Dan Murray Kansas State Director NFIB | Official Website
Dan Murray Kansas State Director NFIB | Official Website
The National Federation of Independent Business (NFIB) Small Business Optimism Index increased by 1.7 points in July, reaching 100.3 and surpassing the 52-year average of 98. The rise was mainly attributed to more small business owners reporting improved business conditions and viewing it as a good time to expand their operations.
However, the Uncertainty Index also rose, climbing eight points from June to reach 97. Labor quality remained a significant concern, with 21% of small business owners identifying it as their top issue—an increase of five points from the previous month.
“Optimism rose slightly in July with owners reporting more positive expectations on business conditions and expansion opportunities,” said NFIB Chief Economist Bill Dunkelberg. “While uncertainty is still high, the next six months will hopefully offer business owners more clarity, especially as owners see the results of Congress making the 20% Small Business Deduction permanent and the final shape of trade policy. Meanwhile, labor quality has become the top issue on Main Street again.”
NFIB State Director Dan Murray noted that members are feeling cautiously optimistic despite ongoing challenges: “Despite lingering uncertainty and difficulty hiring qualified workers, our members are feeling more hopeful,” Murray said. “There’s no question that making the 20% Small Business Deduction permanent has played a major role in boosting Main Street’s optimism. Ideally, we will begin to see improvement in the overall business environment and more small business owners expand their operations.”
State-specific data was not available for this report. Key findings show an uptick in reported overall business health: 13% described their businesses as excellent (up five points), while 52% rated them as good (up three points). Reports of fair or poor health declined compared to June.
Reports of poor sales as a primary problem increased slightly to 11%, marking its highest level since February 2021. Expectations for better future business conditions rose sharply by 14 points to a net 36%. Sixteen percent considered it a good time to expand—a five-point jump from June.
Inflation concerns held steady at 11%, unchanged from June’s lowest reading since September 2021. Owners expecting higher real sales volumes dropped one point from June to a net six percent, which remains below historical averages.
Plans for capital outlays saw modest growth: twenty-two percent indicated intentions to invest over the next six months—one point higher than June but still below long-term averages.
According to NFIB’s monthly jobs report, about one-third (33%) had job openings they could not fill in July—the lowest level since December 2020 but above historical norms. Most employers hiring reported few or no qualified applicants; fourteen percent plan new hires soon.
Labor costs were cited less frequently as a main problem compared with June, falling one point to nine percent. Fewer owners reported raising compensation or planning future increases.
Fifty-five percent made capital outlays recently—five points up from last month—with spending directed toward equipment purchases (38%), vehicles (23%), facility improvements or expansions (15%), fixtures/furniture (12%), and land/buildings (5%).
Sales trends weakened somewhat: a net negative nine percent reported higher nominal sales over three months—a four-point drop from June—and inventory gains stayed flat at net negative eight percent.
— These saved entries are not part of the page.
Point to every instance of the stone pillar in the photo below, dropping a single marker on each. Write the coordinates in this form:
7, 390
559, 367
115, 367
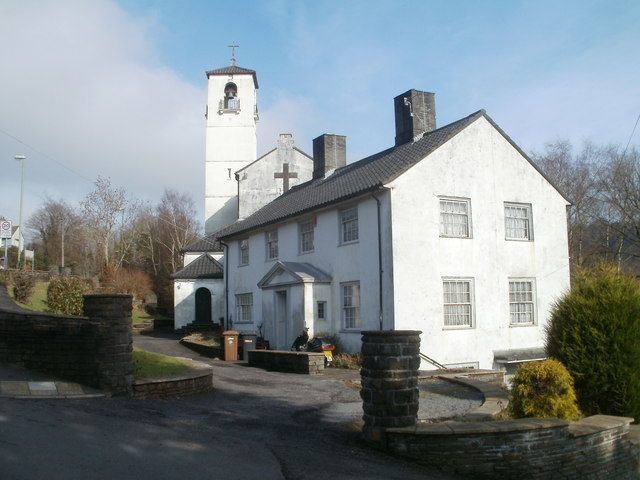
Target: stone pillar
115, 354
390, 362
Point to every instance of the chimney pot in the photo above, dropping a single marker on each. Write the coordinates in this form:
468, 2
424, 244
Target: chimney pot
329, 153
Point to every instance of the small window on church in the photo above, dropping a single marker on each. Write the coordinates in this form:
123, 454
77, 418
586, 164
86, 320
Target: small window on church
244, 251
272, 244
231, 101
306, 236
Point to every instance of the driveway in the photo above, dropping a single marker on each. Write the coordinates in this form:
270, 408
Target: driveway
254, 425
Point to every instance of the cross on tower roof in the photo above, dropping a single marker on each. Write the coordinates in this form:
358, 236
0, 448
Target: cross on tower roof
285, 175
233, 47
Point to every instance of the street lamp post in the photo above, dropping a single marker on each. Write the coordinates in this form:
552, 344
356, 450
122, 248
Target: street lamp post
21, 159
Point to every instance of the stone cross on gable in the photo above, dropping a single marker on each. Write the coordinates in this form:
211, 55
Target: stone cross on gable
285, 175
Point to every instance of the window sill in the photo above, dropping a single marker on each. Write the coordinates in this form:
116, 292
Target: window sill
352, 242
461, 238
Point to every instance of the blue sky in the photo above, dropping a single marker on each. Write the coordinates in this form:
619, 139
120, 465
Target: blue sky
118, 88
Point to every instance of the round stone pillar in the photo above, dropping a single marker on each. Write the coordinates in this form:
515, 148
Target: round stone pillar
115, 352
390, 362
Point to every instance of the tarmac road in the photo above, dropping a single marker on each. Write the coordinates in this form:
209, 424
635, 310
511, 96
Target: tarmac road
254, 425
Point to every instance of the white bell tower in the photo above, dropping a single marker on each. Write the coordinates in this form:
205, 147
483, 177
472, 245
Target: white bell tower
232, 113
A greater share plan price hikes even though fewer actually raised prices last month; these indicators suggest inflationary pressures persist above historical levels.
Profit trends remained negative overall; among those seeing lower profits, most blamed weaker sales or rising material costs while others cited labor expenses or product price changes.
Concerns about financing grew slightly but remain low historically; regular borrowing fell marginally along with reports of tighter loan access and higher rates paid on recent loans matching long-term averages.
Taxation ranked second among owner concerns at seventeen percent while government regulation issues dropped slightly; competition from larger businesses was less commonly cited than before.
The NFIB Research Center has tracked these economic trends through surveys since the early seventies using random samples drawn from its membership base across quarterly and monthly intervals.